わたしが大学時代に好きだった教授が授業で出した資料に、上記があったことをおぼえている。
たぶんこんなことを10年以上も好き好んで覚えてる人間などそんなにいなさそう。
ただ、現代的な感覚として、宮沢賢治もmbtiでいうところのINFJだと言われているなら多少わたしの内観に近いところがあるのかもしれない。
だから当時すべてを理解するに至らなくても気にはなったから記憶の片隅に居続けた?

そういうわけで、教授の当時の言葉も思い出しながら自己流の解釈といこう。わたし自身、当時よりは実感を伴った気がするから。

文章は『わたくしといふ現象は』と、始まる。
わたくし=現象と述べる。
あなたが現象という言葉からうける印象にどんなものがあるだろうか?

調べてみると、現れた形・すがた。ある物事が形をとって現れること、とある。
宮沢賢治は『わたくしといふ人間は』とは述べていない。
現象というのは、条件によっては表れも消えもする、もっとはかなくて頼りないもののように感じる。

それを言い表すように、『仮定された有機交流電燈の
ひとつの青い照明です(あらゆる透明な幽霊の複合体)』と続く。
仮定された有機交流電燈は、人の肉体を言い表しているようでなんとなくわかる。ひとつの青い照明、というのは人魂のことだろうか、とにかく魂のようなものだろう。
その後のカッコに入れられた、あらゆる透明な幽霊の複合体という言葉。
ひとつの青い照明(人の魂?心?)=あらゆる透明な幽霊の複合体である。

これがわたしはなんとなく実感できる。
できた、が正しく、いつもそうかと言われたら違う。

方法は、心に浮かんだ言葉で自分と対話すること。チャットのように。
他者は挟まない。思い浮かぶままに書き連ね、素直な言葉で自分と対話をする。一人称が変わろうが、理性で考えたら何いってんだか、な内容でも内観から浮かび上がってくる言葉をとにかく書き出してみる。と、己の中身が見えてくる。
1回だけではなく、日をかえて何回もする。と、性格や一人称が統一されておらず、自分の中にはひとりではなく、何人かの透明な幽霊(意識?魂?)がいるように感じられる。
性別も男性女性両方いる。何人居るかというのが重要なわけではなく、自分のなかには男性性、女性性の両方があるんだな、と認めることのほうが重要な気がする。わたしは4人ぐらい居そうだが。

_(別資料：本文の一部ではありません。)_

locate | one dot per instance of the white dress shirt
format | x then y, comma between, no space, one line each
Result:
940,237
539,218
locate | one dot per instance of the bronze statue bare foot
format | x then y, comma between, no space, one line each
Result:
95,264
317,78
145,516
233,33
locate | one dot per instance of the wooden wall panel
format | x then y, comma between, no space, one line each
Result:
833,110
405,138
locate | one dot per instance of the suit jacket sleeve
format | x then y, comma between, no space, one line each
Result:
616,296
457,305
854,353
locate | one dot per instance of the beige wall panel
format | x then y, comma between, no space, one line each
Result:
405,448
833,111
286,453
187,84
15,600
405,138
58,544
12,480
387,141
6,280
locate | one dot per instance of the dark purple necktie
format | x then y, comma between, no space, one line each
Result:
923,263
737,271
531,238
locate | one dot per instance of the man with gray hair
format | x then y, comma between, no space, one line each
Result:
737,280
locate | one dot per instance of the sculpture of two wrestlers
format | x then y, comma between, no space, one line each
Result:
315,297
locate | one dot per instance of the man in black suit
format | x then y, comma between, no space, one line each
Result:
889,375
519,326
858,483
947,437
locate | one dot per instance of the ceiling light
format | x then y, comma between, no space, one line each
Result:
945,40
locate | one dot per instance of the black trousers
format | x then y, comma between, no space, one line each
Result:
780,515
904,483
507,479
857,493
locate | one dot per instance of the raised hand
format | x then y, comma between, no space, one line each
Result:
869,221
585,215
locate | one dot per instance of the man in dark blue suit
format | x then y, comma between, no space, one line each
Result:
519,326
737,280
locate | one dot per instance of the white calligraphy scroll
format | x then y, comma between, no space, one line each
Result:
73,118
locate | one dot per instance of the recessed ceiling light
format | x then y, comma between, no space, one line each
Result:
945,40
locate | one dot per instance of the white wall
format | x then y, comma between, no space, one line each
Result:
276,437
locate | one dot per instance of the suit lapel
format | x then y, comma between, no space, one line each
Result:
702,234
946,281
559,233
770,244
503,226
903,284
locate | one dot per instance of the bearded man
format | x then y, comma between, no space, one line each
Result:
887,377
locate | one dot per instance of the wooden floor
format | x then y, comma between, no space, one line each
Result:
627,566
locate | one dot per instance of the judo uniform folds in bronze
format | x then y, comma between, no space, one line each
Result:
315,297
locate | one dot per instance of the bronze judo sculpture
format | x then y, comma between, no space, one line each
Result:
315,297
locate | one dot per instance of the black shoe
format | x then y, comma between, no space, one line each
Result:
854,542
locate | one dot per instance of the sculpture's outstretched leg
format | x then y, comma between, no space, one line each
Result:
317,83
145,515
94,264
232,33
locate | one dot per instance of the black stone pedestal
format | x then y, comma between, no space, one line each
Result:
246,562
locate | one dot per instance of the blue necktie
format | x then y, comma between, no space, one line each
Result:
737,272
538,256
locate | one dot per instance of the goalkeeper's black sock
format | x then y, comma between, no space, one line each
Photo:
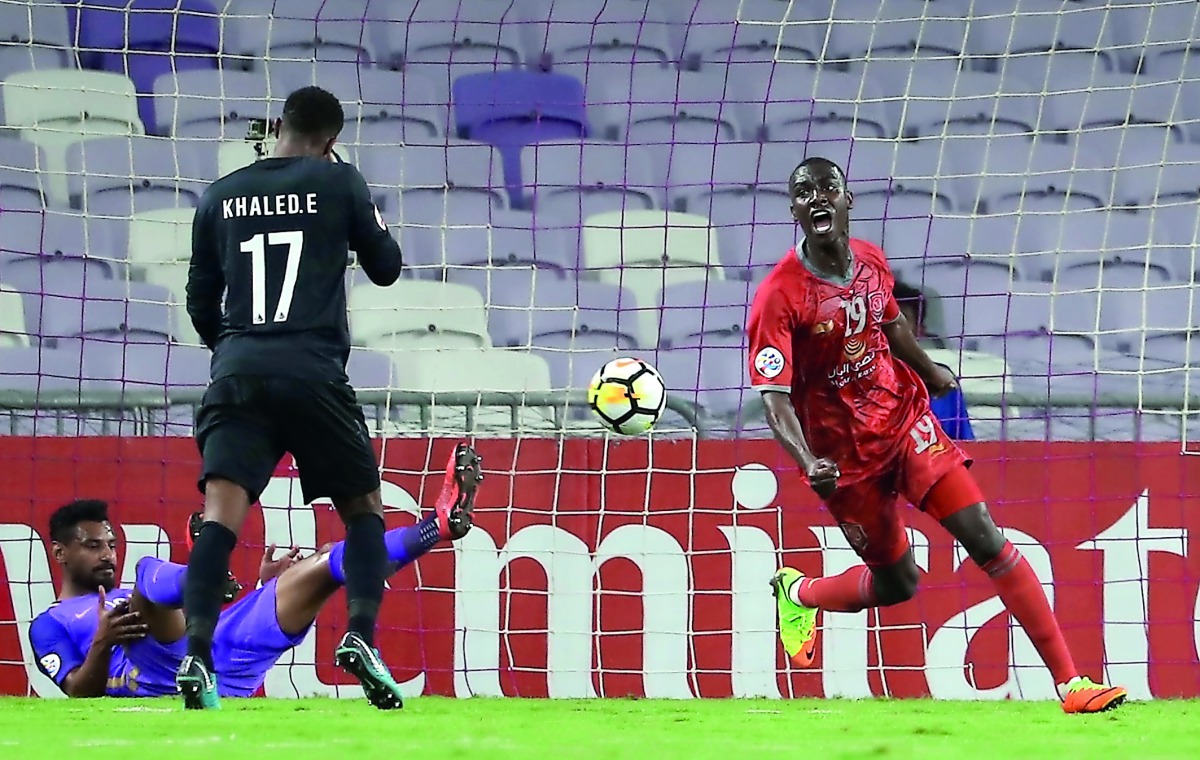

これはもしかしたら鏡に向かって自分に話しかけるのに似たものがあるのかもしれない。したことないけど。

幽霊は複合体になってわたしを現している。
心や魂といったものはとにかく人間の心臓や脳といった内部にある物体に宿っていると思われがちだけれど、意外と外の見えない部分で幽霊のように漂っているのかもしれない。
まあ、脳で考えて言葉を吐いてるだろうと言われたら微妙か。
だから、文字を書き連ねる際に考えるのではなく考えない、無意識に任せるのが大事だとは思うけれど。

続く文章は、有機交流電燈から因果交流電燈と言い換えられ展開していく。
(ひかりはたもち その電燈は失はれ)
電燈(肉体)はなくなっても、ひかり(魂)はたもたれる。わたしという肉体がなくなっても、魂はあり続けるということだろうか。
わたしに集った幽霊の複合体はまたばらばらになって、新しい電燈に宿る。そのときには電燈名としてのわたし、○○○(個人名)としてではないのだろうけど。


こんな感じの解釈。世界観ともいう?
文学的とも心理学的ともスピリチュアルともつかない曖昧な文章だと思うけど、これ以上の説明はわからない。ので、これでおわっとく。

わたしの書いてることわからなくていいので(わたしもよくわかってない)、気になったら心の隅にでも残しておいて、あなたの生きている過程で実感が伴ったときに思い出してくれたらうれしく思う。
書いてて思うがそんなことあるのか...?
まあきっと、こういうものの見方もあるよって話です。